Le diagnostic associé significatif : ce qui vient s'ajouter

Un diagnostic associé significatif (DAS) est une affection ou un problème de santé qui coexiste avec le DP (ou le couple DP-DR), et qui correspond à l'un de ces trois cas : un problème de santé distinct supplémentaire, une complication de la morbidité principale, ou une complication de son traitement.

Un diagnostic associé est considéré comme significatif dans deux circonstances : s'il fait l'objet d'une prise en charge diagnostique ou thérapeutique, ou s'il majore l'effort de prise en charge d'une autre affection — c'est-à-dire s'il alourdit les soins nécessaires, même sans être lui-même traité directement.

Quelques exemples tirés du guide permettent de fixer les idées :

  • une cystite aiguë survenant pendant une hospitalisation pour un autre motif est un DAS, dès lors qu'elle est diagnostiquée et traitée — y compris si le diagnostic a lieu dans une unité et le traitement dans une autre ;
  • un diabète stable chez un patient hospitalisé pour autre chose reste un DAS, dès lors que sa glycémie est surveillée et son traitement poursuivi ;
  • une artériopathie connue, pour laquelle un bilan (échographie doppler) est réalisé « au passage » pendant le séjour, est un DAS au titre de cette prise en charge diagnostique ;
  • des difficultés psychologiques et sociales chez une accouchée récente, ayant nécessité l'intervention d'un psychologue ou d'une assistante sociale, constituent également un DAS.

À l'inverse, un antécédent guéri, une maladie stabilisée sans surveillance ni traitement, ou un simple facteur de risque n'ayant fait l'objet d'aucune prise en charge, ne doivent pas être retenus comme DAS.

Cas particulier fréquent : quand l'hospitalisation est précédée d'un passage aux urgences du même établissement, un problème diagnostiqué ou traité aux urgences — mais distinct du DP retenu par l'unité d'hospitalisation — doit être enregistré comme DAS dans le RUM de cette première unité.
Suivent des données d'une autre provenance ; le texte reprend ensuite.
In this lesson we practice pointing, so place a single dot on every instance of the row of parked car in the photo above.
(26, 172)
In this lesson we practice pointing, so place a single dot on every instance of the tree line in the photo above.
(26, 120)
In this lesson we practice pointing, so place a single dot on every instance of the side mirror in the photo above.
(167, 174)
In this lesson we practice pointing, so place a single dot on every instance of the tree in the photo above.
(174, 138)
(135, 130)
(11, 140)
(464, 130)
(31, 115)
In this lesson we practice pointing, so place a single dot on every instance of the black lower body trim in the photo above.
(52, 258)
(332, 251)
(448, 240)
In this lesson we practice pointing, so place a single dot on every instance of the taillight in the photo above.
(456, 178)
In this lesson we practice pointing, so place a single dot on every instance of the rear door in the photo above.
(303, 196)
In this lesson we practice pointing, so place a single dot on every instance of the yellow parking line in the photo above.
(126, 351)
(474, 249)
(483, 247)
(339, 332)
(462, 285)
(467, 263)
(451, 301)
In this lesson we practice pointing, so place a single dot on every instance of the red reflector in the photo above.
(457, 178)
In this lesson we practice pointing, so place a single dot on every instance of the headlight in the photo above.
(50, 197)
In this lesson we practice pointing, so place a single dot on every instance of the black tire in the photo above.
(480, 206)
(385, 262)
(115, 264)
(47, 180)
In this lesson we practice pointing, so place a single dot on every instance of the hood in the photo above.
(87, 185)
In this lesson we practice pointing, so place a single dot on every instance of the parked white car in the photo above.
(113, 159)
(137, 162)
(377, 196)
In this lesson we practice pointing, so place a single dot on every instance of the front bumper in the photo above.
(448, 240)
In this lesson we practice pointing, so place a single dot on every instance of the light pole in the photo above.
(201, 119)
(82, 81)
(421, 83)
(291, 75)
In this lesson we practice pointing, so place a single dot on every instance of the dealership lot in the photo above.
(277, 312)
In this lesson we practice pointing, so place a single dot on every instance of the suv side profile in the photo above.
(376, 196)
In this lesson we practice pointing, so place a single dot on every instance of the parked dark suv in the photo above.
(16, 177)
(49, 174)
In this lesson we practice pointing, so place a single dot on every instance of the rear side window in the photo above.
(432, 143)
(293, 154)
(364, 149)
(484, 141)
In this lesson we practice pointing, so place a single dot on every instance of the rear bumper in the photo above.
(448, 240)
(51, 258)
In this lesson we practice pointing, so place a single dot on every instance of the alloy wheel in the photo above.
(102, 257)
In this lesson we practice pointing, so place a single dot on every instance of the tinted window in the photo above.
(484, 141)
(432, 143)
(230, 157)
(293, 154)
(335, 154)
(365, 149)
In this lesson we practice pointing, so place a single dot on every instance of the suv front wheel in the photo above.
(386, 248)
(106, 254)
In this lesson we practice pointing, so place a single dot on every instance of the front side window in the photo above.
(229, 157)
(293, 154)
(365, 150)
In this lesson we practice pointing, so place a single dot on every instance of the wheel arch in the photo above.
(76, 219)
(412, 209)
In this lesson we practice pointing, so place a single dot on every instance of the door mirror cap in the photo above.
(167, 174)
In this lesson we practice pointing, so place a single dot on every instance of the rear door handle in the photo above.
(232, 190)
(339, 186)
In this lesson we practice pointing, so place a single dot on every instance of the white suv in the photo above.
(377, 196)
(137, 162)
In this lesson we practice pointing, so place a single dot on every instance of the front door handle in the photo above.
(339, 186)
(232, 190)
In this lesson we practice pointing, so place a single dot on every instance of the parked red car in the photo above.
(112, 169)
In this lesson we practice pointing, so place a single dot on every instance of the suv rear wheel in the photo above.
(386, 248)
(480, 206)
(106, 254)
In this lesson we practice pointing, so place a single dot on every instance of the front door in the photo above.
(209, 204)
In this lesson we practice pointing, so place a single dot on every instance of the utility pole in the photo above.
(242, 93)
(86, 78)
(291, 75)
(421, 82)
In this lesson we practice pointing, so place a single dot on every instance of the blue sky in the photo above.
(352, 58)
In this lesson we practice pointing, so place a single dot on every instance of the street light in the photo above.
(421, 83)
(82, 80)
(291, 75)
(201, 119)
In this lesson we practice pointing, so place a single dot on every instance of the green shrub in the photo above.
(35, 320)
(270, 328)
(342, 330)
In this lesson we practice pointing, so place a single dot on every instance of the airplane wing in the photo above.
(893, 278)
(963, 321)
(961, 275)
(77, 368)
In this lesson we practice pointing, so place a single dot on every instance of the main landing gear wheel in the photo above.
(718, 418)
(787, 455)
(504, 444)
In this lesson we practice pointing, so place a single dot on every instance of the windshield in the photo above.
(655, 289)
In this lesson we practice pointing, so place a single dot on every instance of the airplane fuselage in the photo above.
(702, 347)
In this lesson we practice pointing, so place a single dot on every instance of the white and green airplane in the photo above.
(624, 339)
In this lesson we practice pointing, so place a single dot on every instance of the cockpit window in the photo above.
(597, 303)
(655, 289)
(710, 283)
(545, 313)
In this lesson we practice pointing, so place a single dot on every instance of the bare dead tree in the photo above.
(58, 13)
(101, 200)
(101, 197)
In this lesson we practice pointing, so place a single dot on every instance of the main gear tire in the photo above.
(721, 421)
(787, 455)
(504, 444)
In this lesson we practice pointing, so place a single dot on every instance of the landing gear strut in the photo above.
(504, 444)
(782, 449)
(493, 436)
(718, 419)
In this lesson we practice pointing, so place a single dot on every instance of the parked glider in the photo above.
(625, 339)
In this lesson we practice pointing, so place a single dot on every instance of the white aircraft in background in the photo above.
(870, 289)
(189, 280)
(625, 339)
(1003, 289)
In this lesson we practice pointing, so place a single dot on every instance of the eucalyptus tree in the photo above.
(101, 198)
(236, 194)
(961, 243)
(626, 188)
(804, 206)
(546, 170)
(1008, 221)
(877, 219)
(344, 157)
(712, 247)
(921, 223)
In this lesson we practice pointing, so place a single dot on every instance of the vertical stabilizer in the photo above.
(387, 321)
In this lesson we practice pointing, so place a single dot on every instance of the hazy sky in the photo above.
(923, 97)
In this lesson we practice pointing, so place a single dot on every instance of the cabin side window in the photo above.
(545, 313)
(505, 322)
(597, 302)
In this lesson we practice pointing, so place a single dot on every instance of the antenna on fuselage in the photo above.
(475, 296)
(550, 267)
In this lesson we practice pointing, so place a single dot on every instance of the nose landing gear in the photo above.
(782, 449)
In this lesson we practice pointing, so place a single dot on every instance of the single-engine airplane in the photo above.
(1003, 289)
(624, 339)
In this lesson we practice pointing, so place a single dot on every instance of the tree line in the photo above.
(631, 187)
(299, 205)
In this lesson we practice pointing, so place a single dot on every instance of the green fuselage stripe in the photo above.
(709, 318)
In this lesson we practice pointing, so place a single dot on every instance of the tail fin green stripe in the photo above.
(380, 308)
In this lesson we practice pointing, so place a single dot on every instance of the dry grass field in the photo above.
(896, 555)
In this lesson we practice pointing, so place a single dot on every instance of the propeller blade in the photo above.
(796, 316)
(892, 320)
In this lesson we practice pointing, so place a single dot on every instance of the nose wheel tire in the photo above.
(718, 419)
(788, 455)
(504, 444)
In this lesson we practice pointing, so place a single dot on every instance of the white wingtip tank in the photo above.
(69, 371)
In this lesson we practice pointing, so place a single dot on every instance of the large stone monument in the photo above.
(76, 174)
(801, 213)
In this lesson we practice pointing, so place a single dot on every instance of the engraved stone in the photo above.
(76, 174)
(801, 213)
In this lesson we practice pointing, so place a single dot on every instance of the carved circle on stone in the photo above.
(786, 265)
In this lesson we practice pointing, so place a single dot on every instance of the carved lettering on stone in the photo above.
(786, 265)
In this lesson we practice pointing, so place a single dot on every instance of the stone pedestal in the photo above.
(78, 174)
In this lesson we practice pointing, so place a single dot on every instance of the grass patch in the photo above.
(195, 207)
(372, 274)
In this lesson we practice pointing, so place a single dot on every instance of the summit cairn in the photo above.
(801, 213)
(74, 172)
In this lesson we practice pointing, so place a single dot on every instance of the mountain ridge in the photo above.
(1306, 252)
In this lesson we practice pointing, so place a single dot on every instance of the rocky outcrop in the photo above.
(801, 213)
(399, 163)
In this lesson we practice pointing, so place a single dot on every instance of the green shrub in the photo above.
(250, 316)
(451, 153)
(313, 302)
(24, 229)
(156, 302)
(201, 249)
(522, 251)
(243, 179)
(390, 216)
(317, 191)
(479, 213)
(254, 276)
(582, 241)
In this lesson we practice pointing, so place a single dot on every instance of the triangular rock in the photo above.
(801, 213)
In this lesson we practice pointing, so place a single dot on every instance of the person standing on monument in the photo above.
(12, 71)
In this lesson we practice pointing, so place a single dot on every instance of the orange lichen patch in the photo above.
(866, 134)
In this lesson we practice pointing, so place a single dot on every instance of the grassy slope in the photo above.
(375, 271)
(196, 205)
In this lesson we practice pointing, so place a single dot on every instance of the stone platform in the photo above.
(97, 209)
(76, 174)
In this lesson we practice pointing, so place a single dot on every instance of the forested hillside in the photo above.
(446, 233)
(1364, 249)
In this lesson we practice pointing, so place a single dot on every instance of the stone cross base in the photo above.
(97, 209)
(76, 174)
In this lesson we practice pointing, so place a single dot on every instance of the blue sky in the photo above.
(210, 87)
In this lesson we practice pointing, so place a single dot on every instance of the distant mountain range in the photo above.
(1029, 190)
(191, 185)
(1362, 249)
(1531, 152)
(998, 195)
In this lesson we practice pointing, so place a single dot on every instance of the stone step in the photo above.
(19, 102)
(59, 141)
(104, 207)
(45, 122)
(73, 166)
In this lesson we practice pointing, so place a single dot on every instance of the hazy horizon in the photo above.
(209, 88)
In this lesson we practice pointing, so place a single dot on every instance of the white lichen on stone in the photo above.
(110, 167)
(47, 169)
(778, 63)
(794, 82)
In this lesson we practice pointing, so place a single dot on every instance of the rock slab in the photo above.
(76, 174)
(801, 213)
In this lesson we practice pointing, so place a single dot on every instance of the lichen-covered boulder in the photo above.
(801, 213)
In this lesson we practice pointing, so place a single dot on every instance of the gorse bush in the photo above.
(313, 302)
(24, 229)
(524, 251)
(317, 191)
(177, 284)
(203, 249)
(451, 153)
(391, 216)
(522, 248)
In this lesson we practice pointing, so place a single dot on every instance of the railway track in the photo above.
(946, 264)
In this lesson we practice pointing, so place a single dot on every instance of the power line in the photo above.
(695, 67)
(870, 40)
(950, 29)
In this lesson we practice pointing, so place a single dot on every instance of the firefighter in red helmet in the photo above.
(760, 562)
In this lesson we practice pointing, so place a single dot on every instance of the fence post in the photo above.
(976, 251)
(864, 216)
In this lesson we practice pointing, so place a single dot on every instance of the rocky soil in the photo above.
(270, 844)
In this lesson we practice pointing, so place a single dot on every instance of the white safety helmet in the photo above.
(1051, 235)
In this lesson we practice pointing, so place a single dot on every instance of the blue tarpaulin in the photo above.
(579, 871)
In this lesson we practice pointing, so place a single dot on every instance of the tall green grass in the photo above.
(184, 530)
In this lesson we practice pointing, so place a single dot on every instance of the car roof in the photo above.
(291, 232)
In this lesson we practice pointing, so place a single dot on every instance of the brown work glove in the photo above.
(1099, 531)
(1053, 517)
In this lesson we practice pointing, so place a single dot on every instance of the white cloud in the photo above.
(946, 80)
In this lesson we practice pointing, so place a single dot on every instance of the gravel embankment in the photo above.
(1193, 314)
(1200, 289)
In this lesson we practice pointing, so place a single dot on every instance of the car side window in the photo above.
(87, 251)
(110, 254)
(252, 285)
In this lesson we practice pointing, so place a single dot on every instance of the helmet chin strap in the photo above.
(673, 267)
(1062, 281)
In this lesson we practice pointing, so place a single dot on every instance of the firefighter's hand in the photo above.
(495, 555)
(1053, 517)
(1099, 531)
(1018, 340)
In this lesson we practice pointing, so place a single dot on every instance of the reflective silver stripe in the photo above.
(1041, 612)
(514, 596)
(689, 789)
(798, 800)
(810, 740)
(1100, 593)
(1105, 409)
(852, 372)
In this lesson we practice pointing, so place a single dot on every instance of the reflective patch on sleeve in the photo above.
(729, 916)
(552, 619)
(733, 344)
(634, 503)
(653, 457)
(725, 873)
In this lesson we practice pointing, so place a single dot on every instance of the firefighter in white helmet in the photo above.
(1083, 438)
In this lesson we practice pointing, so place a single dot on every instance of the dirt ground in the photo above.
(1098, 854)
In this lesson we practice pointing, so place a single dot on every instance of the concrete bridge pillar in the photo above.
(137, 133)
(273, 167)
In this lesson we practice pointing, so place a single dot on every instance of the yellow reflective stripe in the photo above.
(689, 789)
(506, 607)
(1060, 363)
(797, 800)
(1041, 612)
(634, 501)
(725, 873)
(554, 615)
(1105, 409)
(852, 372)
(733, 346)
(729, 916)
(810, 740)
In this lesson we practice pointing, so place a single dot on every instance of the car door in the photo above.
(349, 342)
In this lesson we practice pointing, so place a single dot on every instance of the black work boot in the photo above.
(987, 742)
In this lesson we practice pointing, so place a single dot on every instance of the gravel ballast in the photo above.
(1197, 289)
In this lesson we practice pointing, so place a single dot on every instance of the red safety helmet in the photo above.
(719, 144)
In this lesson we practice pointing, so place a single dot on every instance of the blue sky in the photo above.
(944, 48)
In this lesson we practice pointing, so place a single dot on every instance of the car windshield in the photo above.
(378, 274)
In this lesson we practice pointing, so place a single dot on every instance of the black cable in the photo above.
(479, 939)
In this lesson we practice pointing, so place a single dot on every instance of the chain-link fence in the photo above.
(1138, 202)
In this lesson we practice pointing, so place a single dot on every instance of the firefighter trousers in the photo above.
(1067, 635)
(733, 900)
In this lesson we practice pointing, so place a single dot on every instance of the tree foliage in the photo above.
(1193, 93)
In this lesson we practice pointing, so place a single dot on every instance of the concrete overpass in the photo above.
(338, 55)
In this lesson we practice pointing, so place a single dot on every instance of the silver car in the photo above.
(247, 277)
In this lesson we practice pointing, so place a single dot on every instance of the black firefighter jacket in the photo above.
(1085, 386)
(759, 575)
L'enregistrement de tout DAS répondant à cette définition est obligatoire : omettre un diagnostic associé, ce n'est pas seulement appauvrir le dossier, c'est risquer de fausser le classement du séjour dans les groupes homogènes de malades.

L'essentiel à retenir

Un séjour se code en couches successives : un diagnostic principal qui répond à la question « pourquoi ce patient a-t-il été admis ? », un diagnostic relié qui vient le préciser quand un code Z ne suffit pas, et des diagnostics associés significatifs qui décrivent tout ce qui, en plus, a réellement occupé l'équipe soignante — sans qu'aucun d'eux ne se substitue à l'autre dans sa fonction. Cette hiérarchie n'est pas un exercice de style : c'est elle qui garantit que le résumé du séjour reflète la réalité de la prise en charge.